Linear RNNs use vector-valued memory. Linear transformers use vector-valued memory.
You want a strong memory.
You don’t want to have just a single big memory but different types of memory.
These memory systems need to be interconnected, operate independelty and/or the ability to actively learn (decide deliberately what to store) from data anad memorize the abstraction of past history (do some processing before storing).

We argue that in an effective learning paradigm, similar to human brain, there are distinct yet interconnected modules, each of which is responsible for a component crucial to the learning process.

Yh but why not go one step down to not hand-design these modules but have them self-organize.

If you just additively update your memory, every new thing you add will be less effective. If you build in decay, you forget things you shouldn’t.

Make an active choice about what to remember.
Surprising things are worth remembering.
You don’t just remember the very thing that surprised you (momentary surprise), but you generally remember the whole thing/stuff after a thing that surprised you.
They learn in a data-dependent way for how long the surprise should hold on.

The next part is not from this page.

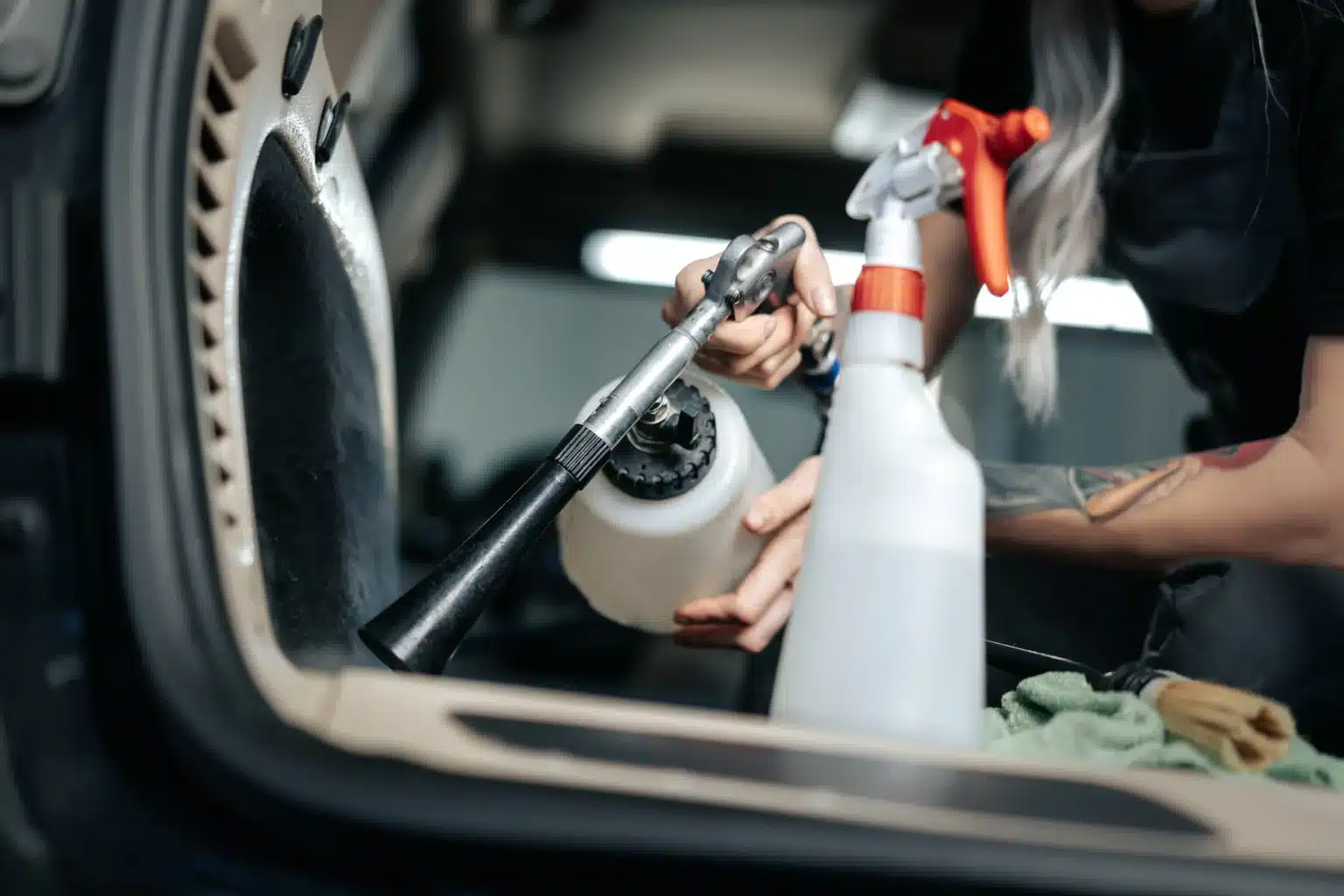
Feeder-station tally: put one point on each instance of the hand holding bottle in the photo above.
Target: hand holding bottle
(752, 615)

Yannik says the persistent memory would absolutely simply be absorbable into the rest of the parameters of the model. Hmm. Not buying that, since you have input dependent nonlinear interaction… I probably misunderstood sth
Another analogy is that it’s like prefix tuning.

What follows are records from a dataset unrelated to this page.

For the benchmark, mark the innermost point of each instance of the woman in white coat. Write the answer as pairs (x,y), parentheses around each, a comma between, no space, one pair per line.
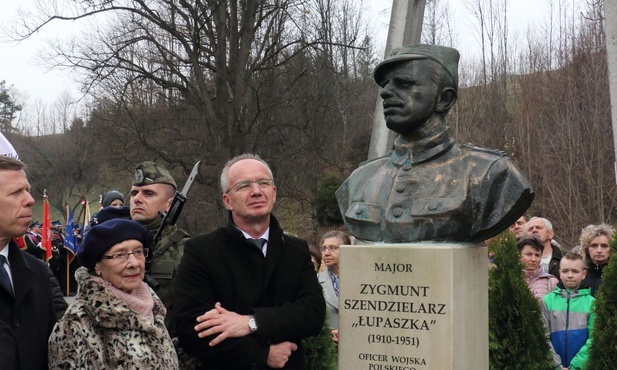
(329,244)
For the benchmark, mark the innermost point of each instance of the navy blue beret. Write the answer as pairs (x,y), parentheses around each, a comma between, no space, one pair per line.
(109,213)
(103,237)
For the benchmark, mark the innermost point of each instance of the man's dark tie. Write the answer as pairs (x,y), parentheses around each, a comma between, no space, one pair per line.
(5,281)
(259,243)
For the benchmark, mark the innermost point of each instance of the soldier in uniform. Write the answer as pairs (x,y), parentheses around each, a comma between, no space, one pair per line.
(429,188)
(153,190)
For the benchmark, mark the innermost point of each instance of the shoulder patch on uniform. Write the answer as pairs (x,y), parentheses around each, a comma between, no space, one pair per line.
(486,150)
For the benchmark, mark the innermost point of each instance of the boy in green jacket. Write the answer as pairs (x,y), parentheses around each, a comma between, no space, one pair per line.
(568,315)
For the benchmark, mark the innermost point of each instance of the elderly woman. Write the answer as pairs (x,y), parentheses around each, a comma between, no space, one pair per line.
(595,249)
(116,321)
(329,244)
(540,283)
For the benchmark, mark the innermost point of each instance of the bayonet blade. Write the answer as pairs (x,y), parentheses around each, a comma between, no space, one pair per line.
(189,181)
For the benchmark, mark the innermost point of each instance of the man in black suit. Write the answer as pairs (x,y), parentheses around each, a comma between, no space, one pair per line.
(25,293)
(242,303)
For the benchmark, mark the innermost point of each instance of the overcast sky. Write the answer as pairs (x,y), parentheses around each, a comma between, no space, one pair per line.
(18,65)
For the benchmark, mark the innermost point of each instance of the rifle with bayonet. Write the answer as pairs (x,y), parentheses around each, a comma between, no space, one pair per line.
(169,219)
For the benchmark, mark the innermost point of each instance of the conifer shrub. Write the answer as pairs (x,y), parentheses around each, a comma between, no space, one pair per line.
(603,350)
(517,337)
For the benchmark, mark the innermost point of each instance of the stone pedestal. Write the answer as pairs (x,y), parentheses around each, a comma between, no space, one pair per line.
(416,306)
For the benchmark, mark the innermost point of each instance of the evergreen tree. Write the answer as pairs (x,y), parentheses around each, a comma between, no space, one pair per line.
(603,350)
(517,337)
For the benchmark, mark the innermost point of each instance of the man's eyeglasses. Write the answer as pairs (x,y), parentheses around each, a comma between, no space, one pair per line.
(124,256)
(331,248)
(246,185)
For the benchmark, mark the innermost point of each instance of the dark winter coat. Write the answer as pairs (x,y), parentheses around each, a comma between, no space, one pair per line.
(30,313)
(280,290)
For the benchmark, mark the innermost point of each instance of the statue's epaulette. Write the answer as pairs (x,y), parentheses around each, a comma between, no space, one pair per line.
(375,159)
(500,153)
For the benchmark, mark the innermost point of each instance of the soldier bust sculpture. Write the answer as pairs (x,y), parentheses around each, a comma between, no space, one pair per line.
(429,188)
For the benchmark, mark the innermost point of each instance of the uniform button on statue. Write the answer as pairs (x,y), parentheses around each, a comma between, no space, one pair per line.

Random comments from chat:

Lindenstraus-Johnson theorem says you can store more if you accept an error level.

Transclude of vc-dimension#^f52c6a

80/20 notes on the memory mechanisms:

Titans frames memory as a three-component system analogous to human memory:
Short-term memory – standard attention over current context window
Persistent memory – learnable vectors concatenated to input, exactly like memory tokens. They call it “persistent” because these parameters are fixed after training / stateless between forward passes (unlike RMT where memory content changes across segments). Stores task-level knowledge.
Long-term memory – an MLP trained during inference to store key-value associations. Each token writes to memory by gradient-stepping on $∥ M (k_{t} - v_{t}) ∥^{2}$ (i.e., learning to approximate $k \mapsto v$ ). History gets compressed into weights rather than stored as explicit KV.

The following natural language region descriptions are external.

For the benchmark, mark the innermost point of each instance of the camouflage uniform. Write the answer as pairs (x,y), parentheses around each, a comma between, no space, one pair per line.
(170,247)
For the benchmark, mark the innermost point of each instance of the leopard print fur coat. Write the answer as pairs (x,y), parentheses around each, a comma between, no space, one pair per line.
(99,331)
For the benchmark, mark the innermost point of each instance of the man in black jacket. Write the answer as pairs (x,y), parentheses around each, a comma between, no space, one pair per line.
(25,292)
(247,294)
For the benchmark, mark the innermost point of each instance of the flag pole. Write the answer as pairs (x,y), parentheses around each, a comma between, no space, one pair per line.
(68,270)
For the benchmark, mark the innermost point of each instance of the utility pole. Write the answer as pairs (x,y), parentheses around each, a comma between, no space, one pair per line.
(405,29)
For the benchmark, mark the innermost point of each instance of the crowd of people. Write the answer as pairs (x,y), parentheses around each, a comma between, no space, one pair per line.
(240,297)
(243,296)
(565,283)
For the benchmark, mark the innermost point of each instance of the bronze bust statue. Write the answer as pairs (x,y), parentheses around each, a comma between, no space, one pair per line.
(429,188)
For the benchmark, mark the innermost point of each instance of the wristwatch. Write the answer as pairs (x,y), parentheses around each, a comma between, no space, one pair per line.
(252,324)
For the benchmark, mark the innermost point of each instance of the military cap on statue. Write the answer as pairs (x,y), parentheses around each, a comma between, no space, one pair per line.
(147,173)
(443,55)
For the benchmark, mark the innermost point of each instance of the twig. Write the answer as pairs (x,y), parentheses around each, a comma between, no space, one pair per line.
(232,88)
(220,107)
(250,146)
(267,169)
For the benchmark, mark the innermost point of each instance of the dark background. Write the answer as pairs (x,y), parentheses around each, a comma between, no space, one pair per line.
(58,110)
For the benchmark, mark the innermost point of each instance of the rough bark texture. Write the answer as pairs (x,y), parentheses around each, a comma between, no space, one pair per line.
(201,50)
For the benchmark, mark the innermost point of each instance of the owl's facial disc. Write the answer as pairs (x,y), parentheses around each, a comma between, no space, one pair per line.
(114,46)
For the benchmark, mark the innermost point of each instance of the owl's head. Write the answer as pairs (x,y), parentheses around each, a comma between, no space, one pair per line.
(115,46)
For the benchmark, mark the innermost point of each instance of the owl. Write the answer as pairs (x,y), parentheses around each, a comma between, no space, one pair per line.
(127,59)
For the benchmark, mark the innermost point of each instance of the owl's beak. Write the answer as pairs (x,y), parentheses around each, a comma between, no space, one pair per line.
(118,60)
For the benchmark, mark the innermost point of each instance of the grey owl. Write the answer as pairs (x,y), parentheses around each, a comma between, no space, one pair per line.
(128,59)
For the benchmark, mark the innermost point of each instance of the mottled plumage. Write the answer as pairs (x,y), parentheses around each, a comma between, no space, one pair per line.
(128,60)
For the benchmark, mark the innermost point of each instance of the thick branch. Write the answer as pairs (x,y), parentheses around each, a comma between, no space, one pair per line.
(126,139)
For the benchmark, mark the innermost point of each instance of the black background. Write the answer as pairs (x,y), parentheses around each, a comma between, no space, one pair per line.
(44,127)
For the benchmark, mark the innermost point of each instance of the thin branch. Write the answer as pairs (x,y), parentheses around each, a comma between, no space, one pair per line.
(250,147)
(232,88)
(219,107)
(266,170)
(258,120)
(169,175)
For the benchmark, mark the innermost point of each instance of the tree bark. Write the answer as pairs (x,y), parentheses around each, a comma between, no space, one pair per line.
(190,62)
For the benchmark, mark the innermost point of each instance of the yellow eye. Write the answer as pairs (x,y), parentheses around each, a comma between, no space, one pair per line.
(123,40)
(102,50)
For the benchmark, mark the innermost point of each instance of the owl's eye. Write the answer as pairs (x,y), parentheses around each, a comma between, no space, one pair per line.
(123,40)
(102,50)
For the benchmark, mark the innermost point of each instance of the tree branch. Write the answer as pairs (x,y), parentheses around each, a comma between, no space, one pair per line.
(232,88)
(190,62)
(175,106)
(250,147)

MAC (Memory as Context): Segment sequence → retrieve from memory → concat with current segment + persistent memory tokens → full attention within segment → use output to update memory. Memory and attention interact per-segment.

This architecture includes three branches of (1) core, (2) contextual (long-term) memory, and (3) persistent memory. The core branch concatenates the corresponding long-term and persistent memories with the input sequence. Next, attention performs on the sequence and decides what part of the information should store in the long-term memory. At the test time, parameters corresponds to contextual memory are still learning, parameters corresponds to the core branch are responsible for in-context learning, and parameters of persistent memory are responsible to store the knowledge about tasks and so are fixed.

MAG (Memory as Gating): Sliding window attention and memory module run in parallel on the same input, outputs combined via learned gating.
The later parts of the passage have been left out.